Avec les victimes de la guerre en Syrie
Avec les victimes de la guerre, les frères de la Custodie de Terre Sainte en Syrie vivent aux côtés de la population locale le drame d’un conflit qui a déjà fait 60 000 morts, 2 millions de personnes évacuées dans le pays et un demi-million de réfugiés. “Notre mission ? Soutenir les familles chrétiennes et offrir de l’aide aux plus faibles, alors que le pays est dans le chaos”, explique le supérieur régional frère Halim Noujaim.
La Syrie était appelée le grenier de Rome : mais aujourd’hui, à cause de la guerre, ils n’ont plus ni pain ni eau, on n’arrive pas à leur téléphoner et – alors que c’est l’un des hivers les plus rudes de ces dernières années – il n’y a plus de fioul pour se chauffer ; un litre de carburant, qui coûtait 25 livres syriennes il y a peu (environ 25 centimes d’euro, ndlr), revient maintenant à plus de 300 livres”. Frère Halim Noujaim, supérieur de la Région Saint Paul (la grande zone qui comprend le Liban et la Syrie) de la Custodie de Terre Sainte, est affligé.
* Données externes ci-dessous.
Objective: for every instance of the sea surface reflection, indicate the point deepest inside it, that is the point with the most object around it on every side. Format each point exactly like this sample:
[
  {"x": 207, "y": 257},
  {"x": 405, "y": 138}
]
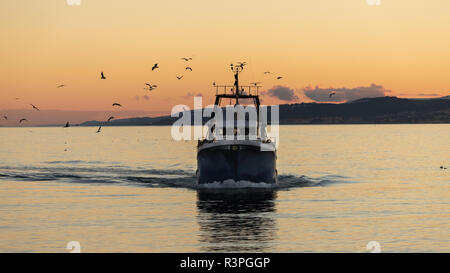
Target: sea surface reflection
[{"x": 236, "y": 220}]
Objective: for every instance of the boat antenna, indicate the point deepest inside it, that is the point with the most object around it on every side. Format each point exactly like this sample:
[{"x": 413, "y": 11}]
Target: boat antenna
[{"x": 237, "y": 68}]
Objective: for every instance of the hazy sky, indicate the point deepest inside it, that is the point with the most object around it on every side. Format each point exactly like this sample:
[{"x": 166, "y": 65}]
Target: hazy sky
[{"x": 401, "y": 46}]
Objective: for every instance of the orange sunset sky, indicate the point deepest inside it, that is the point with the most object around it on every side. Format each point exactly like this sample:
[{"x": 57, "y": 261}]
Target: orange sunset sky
[{"x": 402, "y": 46}]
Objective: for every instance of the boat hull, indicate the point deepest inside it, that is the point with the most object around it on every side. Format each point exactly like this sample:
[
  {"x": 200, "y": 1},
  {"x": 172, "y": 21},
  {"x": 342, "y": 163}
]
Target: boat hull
[{"x": 237, "y": 162}]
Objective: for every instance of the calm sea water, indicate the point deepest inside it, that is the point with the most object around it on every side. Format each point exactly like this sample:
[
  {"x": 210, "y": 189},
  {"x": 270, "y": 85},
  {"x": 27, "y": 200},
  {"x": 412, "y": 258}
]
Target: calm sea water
[{"x": 132, "y": 189}]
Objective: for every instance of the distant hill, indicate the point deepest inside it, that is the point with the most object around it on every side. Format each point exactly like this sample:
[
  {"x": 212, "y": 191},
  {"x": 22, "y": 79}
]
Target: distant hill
[{"x": 382, "y": 110}]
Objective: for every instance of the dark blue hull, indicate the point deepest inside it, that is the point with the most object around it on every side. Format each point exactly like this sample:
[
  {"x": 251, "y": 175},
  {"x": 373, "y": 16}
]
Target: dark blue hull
[{"x": 237, "y": 163}]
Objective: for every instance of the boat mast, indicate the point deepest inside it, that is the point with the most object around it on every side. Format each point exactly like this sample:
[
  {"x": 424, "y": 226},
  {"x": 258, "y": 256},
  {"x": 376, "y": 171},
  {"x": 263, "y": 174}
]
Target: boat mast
[{"x": 237, "y": 69}]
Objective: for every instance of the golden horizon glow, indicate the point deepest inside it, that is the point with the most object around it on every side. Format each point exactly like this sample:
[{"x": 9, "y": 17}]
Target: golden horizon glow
[{"x": 401, "y": 45}]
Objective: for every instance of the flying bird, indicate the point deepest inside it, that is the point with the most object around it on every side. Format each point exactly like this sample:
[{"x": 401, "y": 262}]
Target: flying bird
[
  {"x": 34, "y": 107},
  {"x": 241, "y": 64},
  {"x": 150, "y": 86}
]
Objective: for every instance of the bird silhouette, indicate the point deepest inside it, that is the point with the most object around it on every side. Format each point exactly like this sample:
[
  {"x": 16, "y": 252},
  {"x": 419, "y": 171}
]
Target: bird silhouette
[
  {"x": 34, "y": 107},
  {"x": 150, "y": 86},
  {"x": 242, "y": 64}
]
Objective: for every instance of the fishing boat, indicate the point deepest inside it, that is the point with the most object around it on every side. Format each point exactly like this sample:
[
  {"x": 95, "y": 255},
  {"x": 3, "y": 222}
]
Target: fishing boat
[{"x": 237, "y": 149}]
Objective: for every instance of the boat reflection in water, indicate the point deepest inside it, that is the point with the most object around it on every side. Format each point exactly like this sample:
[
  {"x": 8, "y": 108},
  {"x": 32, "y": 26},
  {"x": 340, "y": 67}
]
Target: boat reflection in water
[{"x": 236, "y": 220}]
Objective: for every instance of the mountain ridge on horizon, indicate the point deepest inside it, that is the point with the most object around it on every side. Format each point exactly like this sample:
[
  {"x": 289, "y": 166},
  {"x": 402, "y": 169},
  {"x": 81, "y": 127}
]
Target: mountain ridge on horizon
[{"x": 379, "y": 110}]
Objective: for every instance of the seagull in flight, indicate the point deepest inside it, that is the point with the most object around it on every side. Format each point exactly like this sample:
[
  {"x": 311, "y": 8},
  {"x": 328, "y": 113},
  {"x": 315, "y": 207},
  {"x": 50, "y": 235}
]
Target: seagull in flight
[
  {"x": 241, "y": 64},
  {"x": 34, "y": 107},
  {"x": 150, "y": 86}
]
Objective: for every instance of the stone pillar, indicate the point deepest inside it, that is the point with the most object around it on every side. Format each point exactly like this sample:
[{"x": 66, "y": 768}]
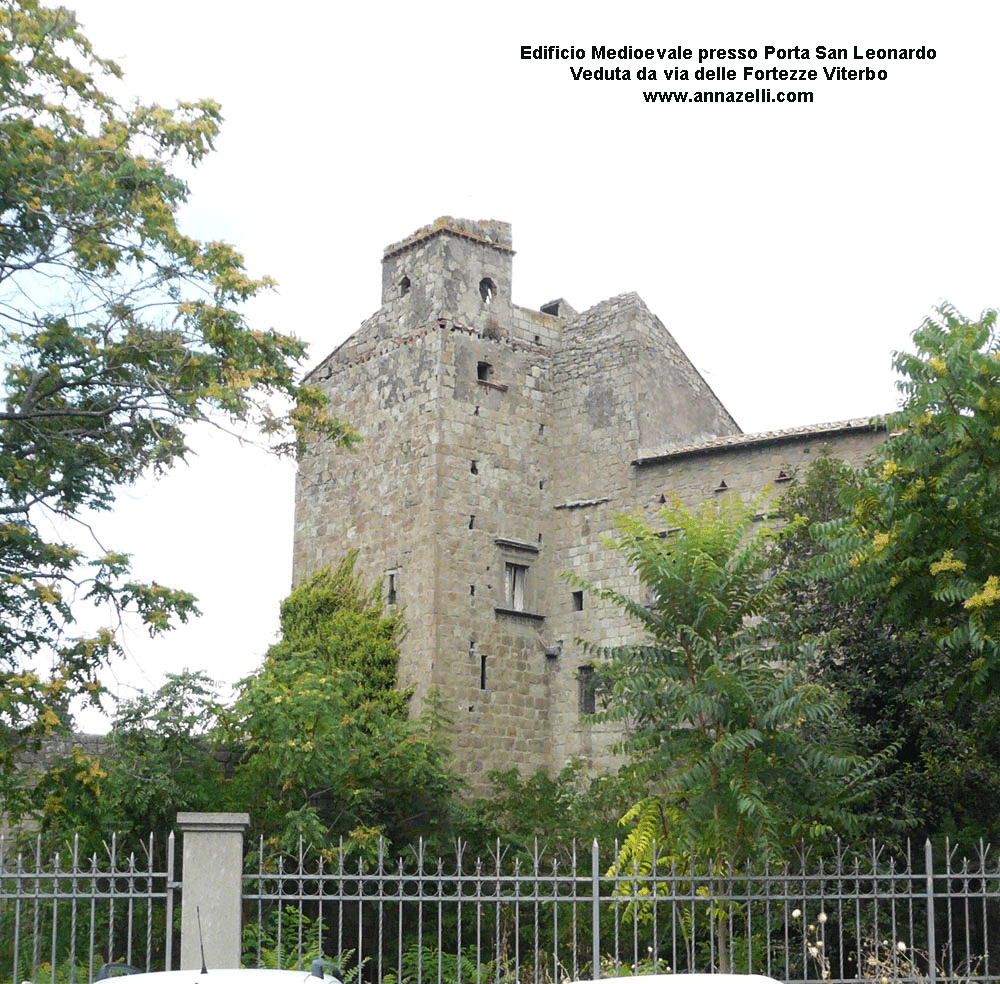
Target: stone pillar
[{"x": 212, "y": 884}]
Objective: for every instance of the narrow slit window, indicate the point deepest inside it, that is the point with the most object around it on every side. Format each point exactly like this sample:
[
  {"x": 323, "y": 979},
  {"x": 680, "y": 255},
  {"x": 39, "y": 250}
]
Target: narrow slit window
[
  {"x": 587, "y": 690},
  {"x": 517, "y": 580}
]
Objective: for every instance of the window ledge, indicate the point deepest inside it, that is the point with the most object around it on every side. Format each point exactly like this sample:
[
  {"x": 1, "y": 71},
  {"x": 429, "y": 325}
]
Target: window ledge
[
  {"x": 515, "y": 613},
  {"x": 501, "y": 541}
]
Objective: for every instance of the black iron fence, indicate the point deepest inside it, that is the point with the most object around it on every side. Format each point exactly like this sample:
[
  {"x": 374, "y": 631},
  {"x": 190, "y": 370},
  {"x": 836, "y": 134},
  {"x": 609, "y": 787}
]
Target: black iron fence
[{"x": 848, "y": 915}]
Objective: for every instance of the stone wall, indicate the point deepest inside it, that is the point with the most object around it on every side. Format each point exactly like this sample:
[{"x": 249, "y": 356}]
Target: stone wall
[{"x": 498, "y": 445}]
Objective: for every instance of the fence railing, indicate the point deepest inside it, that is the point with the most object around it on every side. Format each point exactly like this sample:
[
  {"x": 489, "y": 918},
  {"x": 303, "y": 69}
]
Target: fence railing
[
  {"x": 535, "y": 917},
  {"x": 850, "y": 915},
  {"x": 65, "y": 915}
]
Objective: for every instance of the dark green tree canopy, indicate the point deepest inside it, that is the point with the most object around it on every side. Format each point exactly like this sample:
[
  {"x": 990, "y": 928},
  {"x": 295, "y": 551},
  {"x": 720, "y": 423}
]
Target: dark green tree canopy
[
  {"x": 326, "y": 748},
  {"x": 722, "y": 724},
  {"x": 118, "y": 332},
  {"x": 923, "y": 530}
]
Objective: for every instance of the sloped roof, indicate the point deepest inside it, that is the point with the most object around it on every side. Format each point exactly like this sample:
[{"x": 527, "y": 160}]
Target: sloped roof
[{"x": 764, "y": 437}]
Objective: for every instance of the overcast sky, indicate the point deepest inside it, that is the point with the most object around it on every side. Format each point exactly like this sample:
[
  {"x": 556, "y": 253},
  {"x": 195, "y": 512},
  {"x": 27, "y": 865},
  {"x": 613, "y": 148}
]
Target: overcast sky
[{"x": 789, "y": 248}]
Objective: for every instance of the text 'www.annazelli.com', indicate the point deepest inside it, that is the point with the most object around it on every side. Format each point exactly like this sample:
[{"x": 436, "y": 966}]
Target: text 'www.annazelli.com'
[{"x": 726, "y": 96}]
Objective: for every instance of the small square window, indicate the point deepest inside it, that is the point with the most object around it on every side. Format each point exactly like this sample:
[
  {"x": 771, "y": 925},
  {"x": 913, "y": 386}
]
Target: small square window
[{"x": 516, "y": 582}]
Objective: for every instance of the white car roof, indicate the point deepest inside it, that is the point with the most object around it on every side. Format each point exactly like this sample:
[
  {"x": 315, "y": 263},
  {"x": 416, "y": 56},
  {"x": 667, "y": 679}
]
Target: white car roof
[
  {"x": 230, "y": 976},
  {"x": 688, "y": 979}
]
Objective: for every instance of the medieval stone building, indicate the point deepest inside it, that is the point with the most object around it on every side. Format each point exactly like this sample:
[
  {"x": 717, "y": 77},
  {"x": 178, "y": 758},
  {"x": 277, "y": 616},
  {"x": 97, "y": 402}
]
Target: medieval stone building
[{"x": 498, "y": 445}]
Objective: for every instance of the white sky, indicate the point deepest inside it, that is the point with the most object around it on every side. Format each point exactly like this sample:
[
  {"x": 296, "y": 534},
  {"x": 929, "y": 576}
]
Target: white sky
[{"x": 790, "y": 249}]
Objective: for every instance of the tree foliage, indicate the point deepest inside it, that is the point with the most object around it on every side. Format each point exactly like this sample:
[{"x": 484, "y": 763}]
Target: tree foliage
[
  {"x": 923, "y": 532},
  {"x": 118, "y": 331},
  {"x": 156, "y": 761},
  {"x": 731, "y": 737},
  {"x": 892, "y": 678},
  {"x": 326, "y": 748}
]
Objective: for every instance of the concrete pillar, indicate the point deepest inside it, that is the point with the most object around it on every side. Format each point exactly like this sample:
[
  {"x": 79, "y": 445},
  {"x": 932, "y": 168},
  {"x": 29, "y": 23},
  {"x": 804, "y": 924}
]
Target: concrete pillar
[{"x": 212, "y": 880}]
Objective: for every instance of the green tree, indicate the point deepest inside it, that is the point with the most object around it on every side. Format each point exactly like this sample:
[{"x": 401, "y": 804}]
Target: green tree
[
  {"x": 325, "y": 745},
  {"x": 732, "y": 739},
  {"x": 892, "y": 678},
  {"x": 923, "y": 531},
  {"x": 157, "y": 760},
  {"x": 117, "y": 331}
]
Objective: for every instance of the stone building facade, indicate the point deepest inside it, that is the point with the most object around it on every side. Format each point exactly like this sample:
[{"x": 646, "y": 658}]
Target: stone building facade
[{"x": 498, "y": 445}]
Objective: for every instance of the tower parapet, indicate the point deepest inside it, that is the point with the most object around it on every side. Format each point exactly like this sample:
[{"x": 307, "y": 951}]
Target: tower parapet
[{"x": 456, "y": 270}]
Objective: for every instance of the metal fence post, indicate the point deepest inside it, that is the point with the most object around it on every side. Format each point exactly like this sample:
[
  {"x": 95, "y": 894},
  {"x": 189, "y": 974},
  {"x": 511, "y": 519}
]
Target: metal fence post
[
  {"x": 171, "y": 885},
  {"x": 212, "y": 886},
  {"x": 931, "y": 945},
  {"x": 595, "y": 869}
]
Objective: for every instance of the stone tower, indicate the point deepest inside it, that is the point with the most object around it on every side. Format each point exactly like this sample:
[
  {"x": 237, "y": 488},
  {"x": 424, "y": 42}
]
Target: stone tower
[{"x": 498, "y": 444}]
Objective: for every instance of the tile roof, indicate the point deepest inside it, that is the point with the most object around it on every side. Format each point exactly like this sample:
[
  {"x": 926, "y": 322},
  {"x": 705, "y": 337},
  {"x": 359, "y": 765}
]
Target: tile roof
[{"x": 764, "y": 437}]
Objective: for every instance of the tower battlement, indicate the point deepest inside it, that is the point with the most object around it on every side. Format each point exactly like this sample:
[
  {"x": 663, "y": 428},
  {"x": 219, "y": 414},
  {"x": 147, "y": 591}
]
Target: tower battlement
[{"x": 499, "y": 443}]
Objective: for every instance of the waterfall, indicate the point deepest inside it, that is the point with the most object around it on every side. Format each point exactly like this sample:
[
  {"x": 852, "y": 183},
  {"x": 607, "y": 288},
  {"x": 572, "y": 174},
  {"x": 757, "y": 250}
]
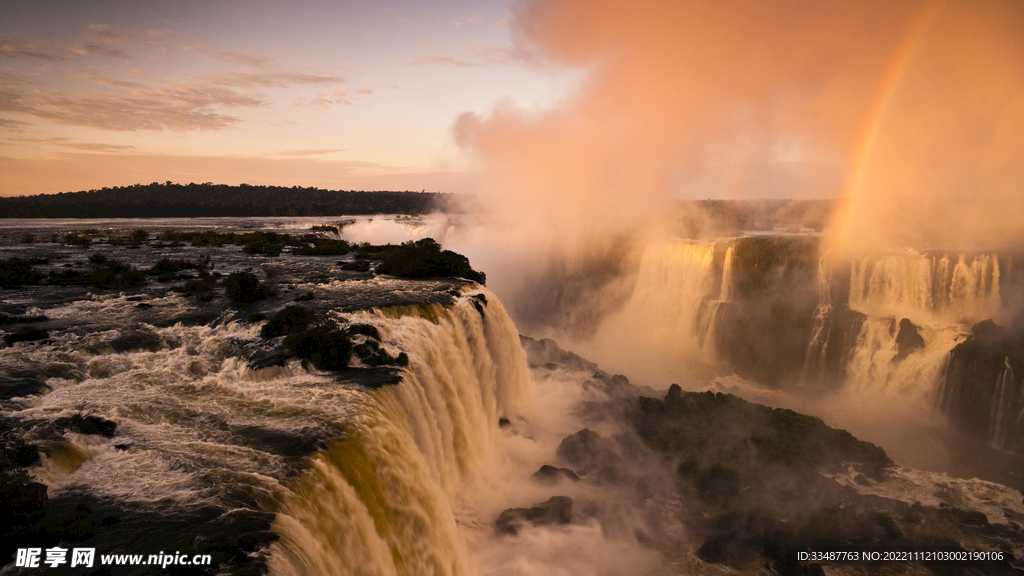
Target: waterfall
[
  {"x": 817, "y": 350},
  {"x": 725, "y": 294},
  {"x": 1005, "y": 412},
  {"x": 921, "y": 286},
  {"x": 385, "y": 498}
]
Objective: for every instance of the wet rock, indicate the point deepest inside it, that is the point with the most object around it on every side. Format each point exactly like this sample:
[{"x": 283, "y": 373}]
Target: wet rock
[
  {"x": 290, "y": 320},
  {"x": 87, "y": 425},
  {"x": 556, "y": 510},
  {"x": 549, "y": 474},
  {"x": 266, "y": 359},
  {"x": 135, "y": 340},
  {"x": 27, "y": 334},
  {"x": 986, "y": 371},
  {"x": 908, "y": 339}
]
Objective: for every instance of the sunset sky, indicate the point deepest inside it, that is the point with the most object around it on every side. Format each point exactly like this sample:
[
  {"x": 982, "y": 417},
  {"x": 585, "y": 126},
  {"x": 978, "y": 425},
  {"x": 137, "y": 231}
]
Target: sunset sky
[
  {"x": 334, "y": 94},
  {"x": 584, "y": 104}
]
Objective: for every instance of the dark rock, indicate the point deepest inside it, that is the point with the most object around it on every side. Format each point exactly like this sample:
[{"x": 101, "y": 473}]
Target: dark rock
[
  {"x": 908, "y": 339},
  {"x": 27, "y": 334},
  {"x": 586, "y": 450},
  {"x": 551, "y": 474},
  {"x": 289, "y": 320},
  {"x": 325, "y": 344},
  {"x": 982, "y": 386},
  {"x": 133, "y": 340},
  {"x": 368, "y": 330},
  {"x": 23, "y": 496},
  {"x": 245, "y": 287},
  {"x": 266, "y": 359},
  {"x": 556, "y": 510},
  {"x": 87, "y": 425}
]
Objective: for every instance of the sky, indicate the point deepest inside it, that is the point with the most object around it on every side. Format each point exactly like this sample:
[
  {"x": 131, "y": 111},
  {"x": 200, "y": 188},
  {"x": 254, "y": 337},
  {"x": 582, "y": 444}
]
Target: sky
[
  {"x": 352, "y": 95},
  {"x": 593, "y": 111}
]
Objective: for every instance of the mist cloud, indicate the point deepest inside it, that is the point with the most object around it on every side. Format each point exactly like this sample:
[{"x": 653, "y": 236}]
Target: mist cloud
[{"x": 752, "y": 99}]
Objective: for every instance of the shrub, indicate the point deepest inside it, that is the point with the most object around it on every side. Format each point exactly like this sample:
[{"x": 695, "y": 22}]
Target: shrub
[
  {"x": 424, "y": 258},
  {"x": 325, "y": 344},
  {"x": 17, "y": 272},
  {"x": 244, "y": 287},
  {"x": 291, "y": 319},
  {"x": 74, "y": 239}
]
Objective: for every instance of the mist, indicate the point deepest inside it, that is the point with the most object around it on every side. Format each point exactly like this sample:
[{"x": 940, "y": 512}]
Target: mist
[{"x": 907, "y": 113}]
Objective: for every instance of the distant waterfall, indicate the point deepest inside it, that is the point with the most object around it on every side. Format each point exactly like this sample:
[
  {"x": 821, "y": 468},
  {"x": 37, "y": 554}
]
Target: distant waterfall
[
  {"x": 911, "y": 285},
  {"x": 1006, "y": 412},
  {"x": 817, "y": 350},
  {"x": 383, "y": 500},
  {"x": 938, "y": 293}
]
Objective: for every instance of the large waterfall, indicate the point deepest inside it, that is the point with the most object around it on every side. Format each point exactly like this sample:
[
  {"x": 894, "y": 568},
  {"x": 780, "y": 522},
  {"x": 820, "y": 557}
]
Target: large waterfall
[
  {"x": 384, "y": 499},
  {"x": 881, "y": 326}
]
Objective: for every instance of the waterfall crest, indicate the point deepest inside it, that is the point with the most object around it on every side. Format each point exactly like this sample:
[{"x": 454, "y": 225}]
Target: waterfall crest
[{"x": 383, "y": 499}]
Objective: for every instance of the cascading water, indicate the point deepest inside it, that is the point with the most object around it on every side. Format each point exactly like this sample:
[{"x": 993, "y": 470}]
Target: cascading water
[
  {"x": 1006, "y": 413},
  {"x": 941, "y": 297},
  {"x": 921, "y": 286},
  {"x": 670, "y": 315}
]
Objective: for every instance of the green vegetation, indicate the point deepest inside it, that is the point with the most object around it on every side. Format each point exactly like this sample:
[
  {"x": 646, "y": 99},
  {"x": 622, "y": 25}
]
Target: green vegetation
[
  {"x": 292, "y": 319},
  {"x": 244, "y": 287},
  {"x": 323, "y": 247},
  {"x": 763, "y": 259},
  {"x": 424, "y": 258},
  {"x": 169, "y": 200},
  {"x": 325, "y": 344},
  {"x": 104, "y": 274},
  {"x": 17, "y": 272},
  {"x": 167, "y": 270}
]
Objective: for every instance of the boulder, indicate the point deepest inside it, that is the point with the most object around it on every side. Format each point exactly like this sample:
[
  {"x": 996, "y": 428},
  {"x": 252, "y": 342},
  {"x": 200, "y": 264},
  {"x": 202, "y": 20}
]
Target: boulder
[
  {"x": 556, "y": 510},
  {"x": 550, "y": 475}
]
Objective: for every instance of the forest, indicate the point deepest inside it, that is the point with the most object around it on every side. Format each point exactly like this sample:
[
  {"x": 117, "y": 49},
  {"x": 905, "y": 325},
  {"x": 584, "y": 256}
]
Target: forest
[{"x": 169, "y": 200}]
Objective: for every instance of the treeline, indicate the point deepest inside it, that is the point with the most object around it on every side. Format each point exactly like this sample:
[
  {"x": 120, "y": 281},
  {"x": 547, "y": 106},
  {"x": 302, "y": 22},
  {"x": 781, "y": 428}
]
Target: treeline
[{"x": 206, "y": 200}]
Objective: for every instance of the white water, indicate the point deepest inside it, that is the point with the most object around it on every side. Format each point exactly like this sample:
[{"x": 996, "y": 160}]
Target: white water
[
  {"x": 922, "y": 287},
  {"x": 424, "y": 468},
  {"x": 872, "y": 368},
  {"x": 1006, "y": 412},
  {"x": 668, "y": 324}
]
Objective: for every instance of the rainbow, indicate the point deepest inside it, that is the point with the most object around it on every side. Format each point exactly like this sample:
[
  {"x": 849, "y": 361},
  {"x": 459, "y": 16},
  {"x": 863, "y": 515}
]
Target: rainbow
[{"x": 853, "y": 186}]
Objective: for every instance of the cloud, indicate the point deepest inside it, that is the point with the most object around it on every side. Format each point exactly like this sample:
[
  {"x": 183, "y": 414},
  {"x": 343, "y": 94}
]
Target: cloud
[
  {"x": 323, "y": 99},
  {"x": 471, "y": 55},
  {"x": 10, "y": 50},
  {"x": 269, "y": 79},
  {"x": 310, "y": 152},
  {"x": 108, "y": 35},
  {"x": 99, "y": 147},
  {"x": 103, "y": 37},
  {"x": 227, "y": 57},
  {"x": 99, "y": 50},
  {"x": 475, "y": 22},
  {"x": 12, "y": 125},
  {"x": 129, "y": 106},
  {"x": 73, "y": 171}
]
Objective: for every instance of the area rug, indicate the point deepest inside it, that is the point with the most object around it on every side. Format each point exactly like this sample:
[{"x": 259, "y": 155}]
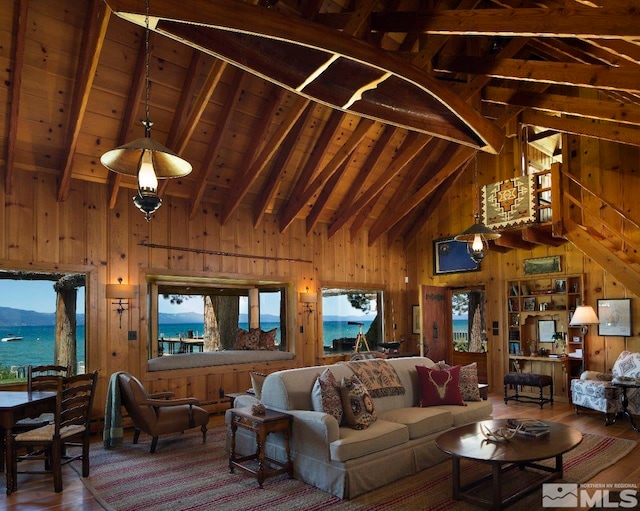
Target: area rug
[{"x": 184, "y": 474}]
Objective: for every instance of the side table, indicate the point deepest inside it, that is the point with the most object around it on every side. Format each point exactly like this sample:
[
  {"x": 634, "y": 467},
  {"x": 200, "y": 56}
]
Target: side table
[
  {"x": 261, "y": 425},
  {"x": 625, "y": 384}
]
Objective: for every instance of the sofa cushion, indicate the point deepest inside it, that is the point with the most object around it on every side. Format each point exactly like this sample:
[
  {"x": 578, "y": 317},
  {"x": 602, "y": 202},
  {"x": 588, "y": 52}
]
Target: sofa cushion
[
  {"x": 439, "y": 387},
  {"x": 627, "y": 365},
  {"x": 379, "y": 436},
  {"x": 326, "y": 397},
  {"x": 359, "y": 412},
  {"x": 420, "y": 421}
]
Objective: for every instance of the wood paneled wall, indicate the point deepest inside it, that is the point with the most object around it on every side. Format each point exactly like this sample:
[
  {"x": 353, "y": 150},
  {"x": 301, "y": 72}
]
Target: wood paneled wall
[
  {"x": 83, "y": 234},
  {"x": 611, "y": 169}
]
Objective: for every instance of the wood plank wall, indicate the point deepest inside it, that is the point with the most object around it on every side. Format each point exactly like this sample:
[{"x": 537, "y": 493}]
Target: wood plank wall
[
  {"x": 608, "y": 168},
  {"x": 83, "y": 234}
]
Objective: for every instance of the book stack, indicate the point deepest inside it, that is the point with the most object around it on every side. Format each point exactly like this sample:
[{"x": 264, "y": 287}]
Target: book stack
[{"x": 529, "y": 427}]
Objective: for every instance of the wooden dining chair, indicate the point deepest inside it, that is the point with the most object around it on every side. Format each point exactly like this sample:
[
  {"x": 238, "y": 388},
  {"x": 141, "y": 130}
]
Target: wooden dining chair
[{"x": 52, "y": 443}]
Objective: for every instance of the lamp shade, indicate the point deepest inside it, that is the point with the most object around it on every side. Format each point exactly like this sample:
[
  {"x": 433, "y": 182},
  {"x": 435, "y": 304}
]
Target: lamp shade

La Syrie est une terre où les frères mineurs franciscains, avec leurs monastères – mais aussi avec leur hospitalité simple – sont présents depuis le XIIIe siècle. La guerre civile, qui dure depuis deux ans maintenant, a dévasté la vie des gens : les affrontements toujours plus sanglants s’intensifient à la périphérie des grandes villes et dans les zones frontalières. Des milliers de personnes ont dû fuir leurs maisons pour tenter de sauver leur vie. L’économie est paralysée, les hôpitaux restent sans médecin ni médicament. Dans ce paysage de mort, les franciscains de la Custodie n’ont cependant pas abandonné la communauté qui leur a été confiée.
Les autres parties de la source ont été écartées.